まずは、「学校は楽しい」と、気持ちを前向きにすることが大切です。なぜなら、低学年は特に、「気持ちに行動が大きく左右される」時期だからです。休み明けは、教師自身が、言葉がけや学習活動を工夫するなどして、子供たち一人ひとりの「心のケア」に気を付けましょう。気持ちが前向きになることで、子供たちは、落ち着いた学校生活を取り戻すようになります。
ここでは、夏休み明けに起こりがちな「気になる言動」を取り上げ、その原因や問題行動を放置することで起こり得るトラブルについて考えてみましょう。そのうえで、どのような指導が子供たちを守り、学級を守ることにつながるのか、考えてみたいと思います。
①「暗い雰囲気」は危険サイン
起こりがちな問題
休み明けは、取り立てて気になる行動をするわけでもないのに、教師の問いかけに無反応だったり、何をするにもやる気が感じられなかったりする子供をよく見かけます。学級全体に覇気がないと感じるときは、注意が必要です。このような場合は、ケガや器物破損、ケンカなど友達関係のトラブルが起こる危険性が高くなるからです。
覇気がなく沈んだ雰囲気が漂うときの子供たちは、一見すると落ち着いているように感じられます。しかし、それは心が平穏な状態にあるわけではありません。気持ちが陰鬱で、無気力な状態にあるのです。些細な刺激がきっかけで気分が爆発し、危険で迷惑な行動をとる可能性が高くなります。覇気がなく暗い雰囲気が教室に漂う休み明けは、子供のメンタルケアが特に必要です。
対応策
教室の雰囲気が悪いからと、教師である自分がその雰囲気に巻き込まれてはいけません。子供たちの覇気のなさに憤りを覚え、「なんだ、そのやる気のなさは!」などと、厳しい言葉を投げかけることは、子供たちの気分をますます落ち込ませることになりかねません。

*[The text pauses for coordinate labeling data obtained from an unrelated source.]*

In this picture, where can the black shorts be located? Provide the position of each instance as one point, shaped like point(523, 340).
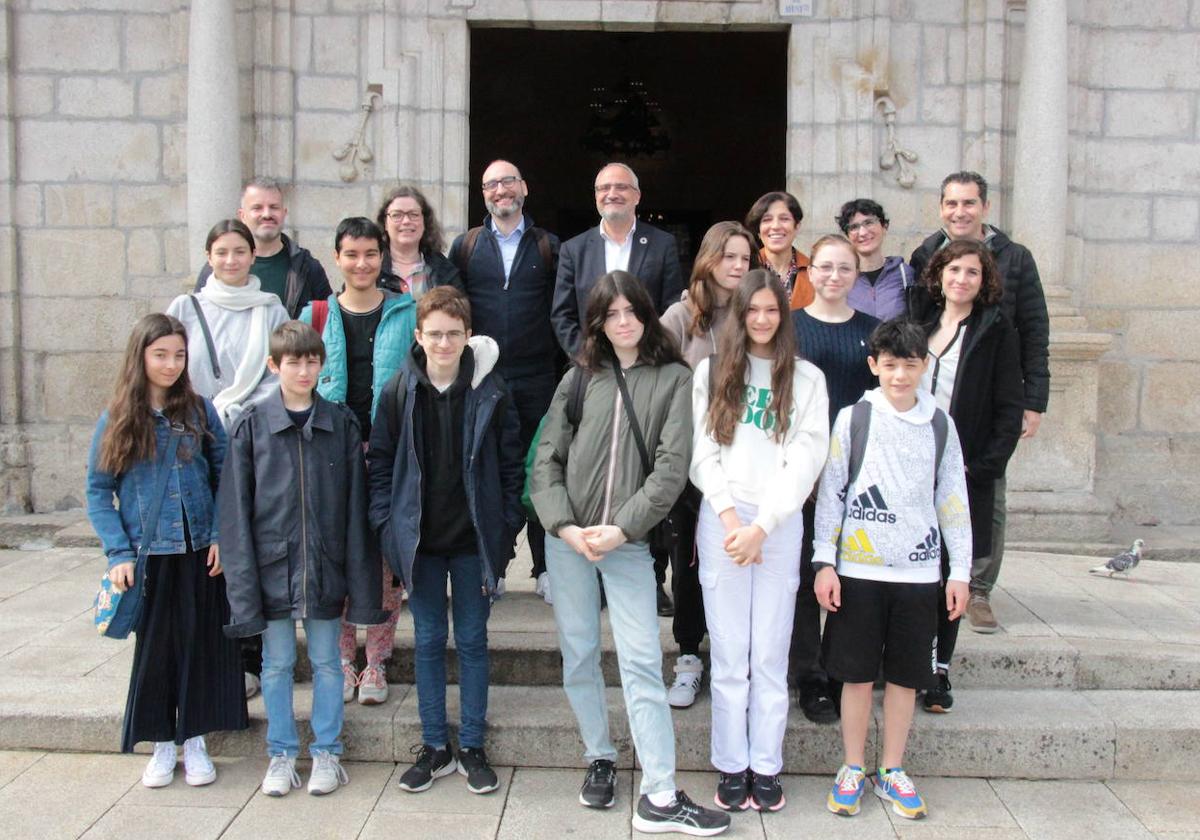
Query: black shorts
point(894, 624)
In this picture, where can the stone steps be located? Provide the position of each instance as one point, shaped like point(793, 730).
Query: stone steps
point(997, 733)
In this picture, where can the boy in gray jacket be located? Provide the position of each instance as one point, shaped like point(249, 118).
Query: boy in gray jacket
point(881, 526)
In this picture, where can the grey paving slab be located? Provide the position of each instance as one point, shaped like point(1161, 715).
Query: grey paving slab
point(1161, 805)
point(238, 780)
point(1157, 732)
point(545, 804)
point(1069, 810)
point(61, 796)
point(430, 826)
point(449, 795)
point(161, 822)
point(299, 815)
point(15, 762)
point(807, 816)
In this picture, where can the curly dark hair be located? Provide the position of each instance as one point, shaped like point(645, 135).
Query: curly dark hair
point(432, 239)
point(991, 289)
point(657, 346)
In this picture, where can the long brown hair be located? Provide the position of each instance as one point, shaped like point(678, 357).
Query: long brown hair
point(991, 288)
point(727, 401)
point(701, 294)
point(130, 433)
point(657, 346)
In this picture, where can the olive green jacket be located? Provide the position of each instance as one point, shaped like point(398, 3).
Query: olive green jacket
point(571, 466)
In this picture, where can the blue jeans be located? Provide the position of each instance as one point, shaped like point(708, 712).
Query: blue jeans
point(472, 606)
point(629, 581)
point(279, 661)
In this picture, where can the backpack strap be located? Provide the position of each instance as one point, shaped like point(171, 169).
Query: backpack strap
point(467, 249)
point(575, 401)
point(859, 429)
point(319, 316)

子供に覇気が感じられないと思ったら、そんなときこそ出番です。子供を元気に明るくするのが、担任の役割です。教師自身がまず、明るく元気にふる舞い、子供に前向きな姿を見せるように努めましょう。低学年にとって、担任の教師の存在は非常に大きく、影響力も絶大です。憂鬱な気持ちで学校に来ている子でも、教師の明るく元気な姿と言葉を見聞きするうちに、元気を取り戻します。